While pregnancy rates have been proved to decrease as a woman ages, miscarriage rates conversely have been shown to increase as the mother ages. Whereas a woman under the age of 35 has just a 15% chance of miscarriage, the rate increases to 20-35% from ages 35-45, and in women over 45, that rate leaps to 50%. (Source: http://americanpregnancy.org/pregnancycomplications/miscarriage.html.) So as we age, most women also have a decline in their egg quantity as well as egg quality. This makes the likelihood of having even one normal embryo much lower over time.
Additionally, there are several other factors that support the decline in reproductive rates in aging women including:
- An increased likelihood of endometriosis (a painful condition caused by the appearance of endometrial tissue outside of the uterus), adenomyosis (also painful with excessive bleeding; this is caused by endometrial tissue existing within and growing in the muscular wall of the uterus), or fibroids (benign tumors made of muscular and fibrous tissues in the pelvis).
- Since older women may have had more sexual encounters over time, there is potentially more exposure to sexually transmitted diseases or pelvic inflammatory diseases.
- Over a woman’s lifetime, an abnormal Pap smear may have been treated surgically with a resulting change in the cervical mucus.
- Older women are also more likely to have other illnesses related to infertility and/or health risk during pregnancy including thyroid dysfunction, hypertension, diabetes, and even a cancer diagnosis.
- Older couples also report fewer sexual encounters, which also may contribute to decreased fertility.
- New data supports the theory that there is a mild but real decrease in sperm quality with the age of the male partner, which may have a subtle effect on fecundity rates as well.
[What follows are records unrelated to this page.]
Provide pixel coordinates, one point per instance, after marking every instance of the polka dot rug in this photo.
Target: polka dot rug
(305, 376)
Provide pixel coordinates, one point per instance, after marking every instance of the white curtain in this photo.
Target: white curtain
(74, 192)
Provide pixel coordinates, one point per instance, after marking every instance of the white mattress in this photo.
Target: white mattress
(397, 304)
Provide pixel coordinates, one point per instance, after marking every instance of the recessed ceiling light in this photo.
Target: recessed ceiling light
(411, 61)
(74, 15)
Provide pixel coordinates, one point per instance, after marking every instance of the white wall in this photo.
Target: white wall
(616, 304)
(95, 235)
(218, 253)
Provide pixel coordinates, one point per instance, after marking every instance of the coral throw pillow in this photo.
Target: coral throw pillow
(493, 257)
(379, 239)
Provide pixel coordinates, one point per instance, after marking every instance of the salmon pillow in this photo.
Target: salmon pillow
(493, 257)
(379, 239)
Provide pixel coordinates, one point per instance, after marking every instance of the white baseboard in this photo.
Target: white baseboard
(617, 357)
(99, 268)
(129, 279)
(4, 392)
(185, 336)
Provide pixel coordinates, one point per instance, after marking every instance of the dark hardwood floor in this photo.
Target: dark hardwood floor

All of this is not meant to scare you, but to provide you with the knowledge to plan your life and make educated reproductive choices. Having a regular menstrual cycle is not synonymous with fertility, and although menopause may not occur until 51 or older, the ability to have a child beyond the age of 43 is rare. Egg donation has made the possibility of childbearing up to age 50 a reality for many women, but women of all ages need to understand the real facts of reproductive aging in order to make educated decisions and choices in their twenties and thirties.